GenProg GitHub Launch

2 minute read


My collaborators and I started GenProg, “Genetic/Generic Program Repair (Depending on Whom You Ask)”, in 2008, maybe a month or so after GitHub was launched.  My grad school research group was hip and up-to-date in our development tools, primarily evidenced by the fact that we used Subversion instead of CVS.  Even in 2011, when we started putting together what became the ManyBugs dataset, it was still completely reasonable to find open source projects to study by trolling Sourceforge. Which is exactly what we did.

Similarly, at the time, it was basically reasonable to release data, code, and reproduction instructions by calling svn export on the repo and tarballing everything up and linking to it from a website.  Which is also exactly what we did.

But: it’s 2017, for Crying Out Loud.  That approach is now so unreasonable that new students look at me incredulously when I tell them about it.  They think I’m kidding. This motivated one of my summer projects, to drag a long-existing project into the modern era.


  • is the new website for GenProg-related projects/publications/etc. Expect updates as we continue pull in more results/datasets from the various groups into the one place (#catherding).
  • is a public github repository, converted from the private svn repo that supported much of the GenProg-related development from roughly 2010 (earlier sources are linked, but without history).

Caveat: The quotations around “GenProg” are deliberate.  To the best of my knowledge[1], most recent extensions of that codebase use it as a jumping off point for new evolutionary/genetic improvement techniques for non-functional properties (rather than new approaches for bug repair per se). The work on graphics shaders is particularly cool, IMO, which I can say freely because I have literally nothing to do with it.
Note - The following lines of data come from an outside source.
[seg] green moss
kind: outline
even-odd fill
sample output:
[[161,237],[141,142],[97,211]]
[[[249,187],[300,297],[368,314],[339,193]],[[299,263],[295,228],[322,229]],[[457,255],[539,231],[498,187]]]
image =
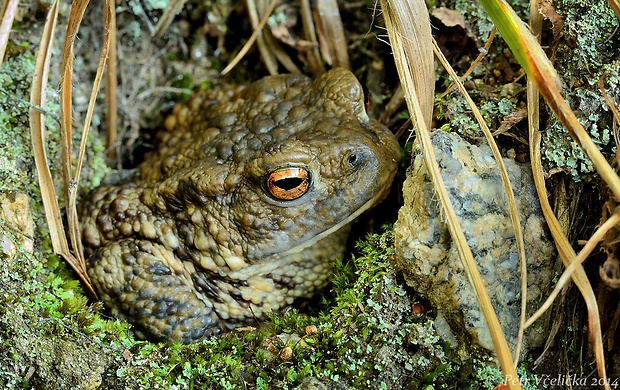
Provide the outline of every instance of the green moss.
[[339,265],[335,302],[321,314],[293,309],[257,330],[193,345],[131,341],[129,353],[116,354],[104,386],[286,389],[320,381],[393,388],[421,383],[441,364],[427,380],[445,380],[451,363],[432,322],[410,317],[408,294],[391,270],[392,233],[371,236],[359,251],[351,264]]
[[[3,251],[0,267],[0,387],[85,383],[96,367],[107,364],[91,330],[102,322],[100,306],[89,305],[74,281],[49,273],[44,254],[24,249],[23,238],[6,224],[0,225],[0,237],[18,248],[13,254]],[[76,359],[89,364],[69,364]],[[36,370],[29,373],[30,367]]]

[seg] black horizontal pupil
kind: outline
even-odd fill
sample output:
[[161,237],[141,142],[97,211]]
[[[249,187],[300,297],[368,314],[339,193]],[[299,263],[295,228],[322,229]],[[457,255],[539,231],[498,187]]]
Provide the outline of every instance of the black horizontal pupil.
[[349,164],[353,165],[357,161],[357,155],[352,154],[349,156]]
[[301,177],[287,177],[285,179],[276,180],[273,182],[273,184],[278,188],[290,191],[302,185],[303,182],[304,179]]

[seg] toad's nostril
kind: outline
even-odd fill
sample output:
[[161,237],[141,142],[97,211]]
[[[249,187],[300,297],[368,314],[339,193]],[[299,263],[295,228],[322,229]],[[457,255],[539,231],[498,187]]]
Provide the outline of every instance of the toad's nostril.
[[347,158],[347,163],[354,169],[359,168],[364,163],[364,154],[362,152],[352,152]]

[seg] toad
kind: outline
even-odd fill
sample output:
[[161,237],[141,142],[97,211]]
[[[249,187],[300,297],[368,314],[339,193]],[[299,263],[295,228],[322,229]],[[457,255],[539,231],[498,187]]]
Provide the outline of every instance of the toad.
[[400,158],[344,69],[212,88],[164,125],[139,175],[80,205],[97,292],[156,340],[253,324],[324,287]]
All that to say: the codebase has a long and meandering history.  We’re doing our best to organize the materials coherently, but it’s a work in progress, and the job of rendering it accessible is complicated by the multiple collaborators and projects involved, and the (temporal) length of that collaboration.  Please be kind.  Please also feel free to file issues, issue pull requests, send mail, or otherwise complain and make suggestions to help make it (site, code, etc) better.

[1] I confess I personally haven’t really made many substantive commits in, well, years (I’ve given access to a private fork to students for work that evaluates/builds on it; still working on folding that stuff in to the new site).  Yes, it’s been a while since I graduated, and this shouldn’t have taken so long, but it turns out that the tenure track is time consuming and old habits go down hard.